Çocuğunuzun yüzünün internette yayınlanmasını istemeseniz bile büyükanne, büyükbaba ve diğer akrabalarla pazarlık yapmak zor olabilir. Belki de şaşırtıcı bir şekilde, yaşlı nesil çevrimiçi güvenlik konusunda kendi çocuklarına göre daha az endişe duyuyor, büyükanne ve büyükbabalar Facebook’ta fotoğraflarını göstermek konusunda çaresiz kalıyor ve hatta bazıları ebeveynlerin isteklerine karşı çıkıyor. Bu sınırları tartışmak bazen zor olabilir ve çoğu zaman paylaşma konusunda en fazla baskıyı kadınlar hissediyor gibi görünüyor. Araştırmaların kadınların olduğunu gösterdiği göz önüne alındığında, bu mantıklıdır. aile fotoğraflarında sıklıkla eksik çünkü “aile mirasını yöneten, fotoğrafları çeken, sınıflandıran, yorum yapan, paylaşan” onlardır.

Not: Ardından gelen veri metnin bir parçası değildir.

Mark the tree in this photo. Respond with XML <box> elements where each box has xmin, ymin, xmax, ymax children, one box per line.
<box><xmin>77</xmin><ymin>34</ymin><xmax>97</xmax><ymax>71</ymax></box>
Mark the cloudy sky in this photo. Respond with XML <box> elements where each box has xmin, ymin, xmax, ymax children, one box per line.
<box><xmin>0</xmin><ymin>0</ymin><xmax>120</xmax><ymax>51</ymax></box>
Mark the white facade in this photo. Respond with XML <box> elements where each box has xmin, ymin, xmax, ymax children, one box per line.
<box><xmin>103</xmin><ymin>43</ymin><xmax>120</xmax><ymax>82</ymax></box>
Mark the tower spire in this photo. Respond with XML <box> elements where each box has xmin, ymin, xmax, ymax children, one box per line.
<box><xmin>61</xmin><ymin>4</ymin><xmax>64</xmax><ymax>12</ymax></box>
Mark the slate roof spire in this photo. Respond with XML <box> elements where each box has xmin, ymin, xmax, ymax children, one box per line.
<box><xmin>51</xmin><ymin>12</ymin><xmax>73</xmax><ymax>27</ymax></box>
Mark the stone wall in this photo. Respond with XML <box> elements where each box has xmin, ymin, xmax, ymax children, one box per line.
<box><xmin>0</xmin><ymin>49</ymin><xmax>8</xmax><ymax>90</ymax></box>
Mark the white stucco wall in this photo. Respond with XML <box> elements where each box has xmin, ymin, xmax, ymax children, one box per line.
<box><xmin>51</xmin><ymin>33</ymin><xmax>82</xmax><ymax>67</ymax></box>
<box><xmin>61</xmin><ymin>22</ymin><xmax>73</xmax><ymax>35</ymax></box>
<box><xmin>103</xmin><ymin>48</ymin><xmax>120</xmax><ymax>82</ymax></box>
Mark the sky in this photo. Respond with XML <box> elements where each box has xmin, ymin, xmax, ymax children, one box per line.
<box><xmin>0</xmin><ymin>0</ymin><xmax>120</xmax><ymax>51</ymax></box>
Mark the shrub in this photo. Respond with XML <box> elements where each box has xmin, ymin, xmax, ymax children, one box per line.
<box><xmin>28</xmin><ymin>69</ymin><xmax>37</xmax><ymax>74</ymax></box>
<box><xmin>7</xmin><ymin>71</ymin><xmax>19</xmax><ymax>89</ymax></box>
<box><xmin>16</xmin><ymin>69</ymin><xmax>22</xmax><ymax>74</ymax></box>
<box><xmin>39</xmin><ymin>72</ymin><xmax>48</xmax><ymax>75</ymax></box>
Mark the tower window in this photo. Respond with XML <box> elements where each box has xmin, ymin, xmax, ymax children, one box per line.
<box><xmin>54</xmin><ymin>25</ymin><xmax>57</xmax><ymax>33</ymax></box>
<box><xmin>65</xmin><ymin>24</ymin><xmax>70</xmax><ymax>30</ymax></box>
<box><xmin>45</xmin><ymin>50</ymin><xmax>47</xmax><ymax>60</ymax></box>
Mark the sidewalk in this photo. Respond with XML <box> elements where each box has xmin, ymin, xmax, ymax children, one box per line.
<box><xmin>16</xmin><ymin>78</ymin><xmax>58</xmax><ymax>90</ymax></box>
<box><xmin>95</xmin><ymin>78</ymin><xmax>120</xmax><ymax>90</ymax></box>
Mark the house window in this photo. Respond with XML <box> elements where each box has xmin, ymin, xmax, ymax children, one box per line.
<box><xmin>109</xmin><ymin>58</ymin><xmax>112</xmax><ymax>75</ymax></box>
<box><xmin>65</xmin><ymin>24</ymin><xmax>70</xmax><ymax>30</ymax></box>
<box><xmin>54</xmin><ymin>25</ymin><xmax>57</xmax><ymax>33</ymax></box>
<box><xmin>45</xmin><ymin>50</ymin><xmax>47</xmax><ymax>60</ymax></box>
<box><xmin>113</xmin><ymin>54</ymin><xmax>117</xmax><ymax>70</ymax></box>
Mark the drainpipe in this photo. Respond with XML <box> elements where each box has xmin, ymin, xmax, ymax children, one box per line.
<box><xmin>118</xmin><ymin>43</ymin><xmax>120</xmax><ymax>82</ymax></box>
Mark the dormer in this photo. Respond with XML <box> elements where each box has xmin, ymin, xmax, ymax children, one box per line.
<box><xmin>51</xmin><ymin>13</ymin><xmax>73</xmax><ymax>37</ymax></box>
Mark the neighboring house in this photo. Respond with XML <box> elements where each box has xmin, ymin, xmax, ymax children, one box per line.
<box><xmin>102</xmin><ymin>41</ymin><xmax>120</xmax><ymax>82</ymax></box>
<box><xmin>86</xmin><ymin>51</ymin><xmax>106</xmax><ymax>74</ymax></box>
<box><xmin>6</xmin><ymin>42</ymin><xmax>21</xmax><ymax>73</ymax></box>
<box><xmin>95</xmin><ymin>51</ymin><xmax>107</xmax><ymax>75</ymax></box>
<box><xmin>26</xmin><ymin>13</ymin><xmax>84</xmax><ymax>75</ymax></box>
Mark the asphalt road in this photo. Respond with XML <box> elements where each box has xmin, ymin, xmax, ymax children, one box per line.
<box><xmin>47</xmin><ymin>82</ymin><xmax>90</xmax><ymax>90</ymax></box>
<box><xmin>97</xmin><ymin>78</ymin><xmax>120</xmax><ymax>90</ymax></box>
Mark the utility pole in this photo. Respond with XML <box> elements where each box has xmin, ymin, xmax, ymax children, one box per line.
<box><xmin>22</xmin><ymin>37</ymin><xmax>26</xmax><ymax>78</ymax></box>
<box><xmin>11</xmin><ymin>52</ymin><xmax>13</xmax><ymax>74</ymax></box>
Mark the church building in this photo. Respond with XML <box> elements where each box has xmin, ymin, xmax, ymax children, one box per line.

Benimle iletişime geçen bir ilkokul öğretmeni, her yıl çocukların ebeveynlerinin internette kendileri hakkında ne kadar çok şey paylaştığından şikayet ettiğini duyduğunu söyledi. Pek çok ebeveyn için olduğu gibi benim için de mesele rızaya bağlı. Oğlumun dijital ayak izini kendi şartlarına göre müzakere etmesini isterim, ancak diğer ebeveynlerin farklı hissettiklerini anlıyor ve saygı duyuyorum ve ayrıca dijital ayak izi olmayan çocukların nedenini merak edip etmediklerini veya kendilerini dışlanmış hissedip hissetmediklerini de merak ediyorum. Sonuçta kararımız ne olursa olsun, bir gün çocuklarımızla oturup gerekçelerimizi açıklamamız gerekebileceğini hatırlamakta fayda var.

Ne çalışıyor

Yorgan ve yorgana geçtik ve çok şükür daha iyi uyuyoruz. Küçük sürdürülebilir İngiliz işletmesi olan Rebecca Monserat ve Alice RubyRoss’un yarattığı yatak takımlarındaki karmaşıklık, hayal gücü ve işçilik beni çok etkiledi. bağışlayıcı, çocuklarda erken yaşta doğa sevgisini teşvik etmeyi amaçlamaktadır. Bu yadigâr ürünler yaşayan hikaye kitapları gibidir ve paketi açtığımda nefesim kesildi. Ben tutumlu bir müşteriyim ama tasarımın güzelliği bence fiyatının hakkını veriyor ve çok güzel hediyeler oluyorlar.

Ne değil

Uyku stratejilerimizin tamamının etkili olduğu kanıtlanmadı. Çocuk dans etmeyi çok seviyor ve onu yormanın erken yatmak anlamına geleceğini düşünebilirsiniz, ancak geçen gece arka arkaya 15 adet 1 numaralı Beatles single’ıyla dans etti ve hala uyanıktı.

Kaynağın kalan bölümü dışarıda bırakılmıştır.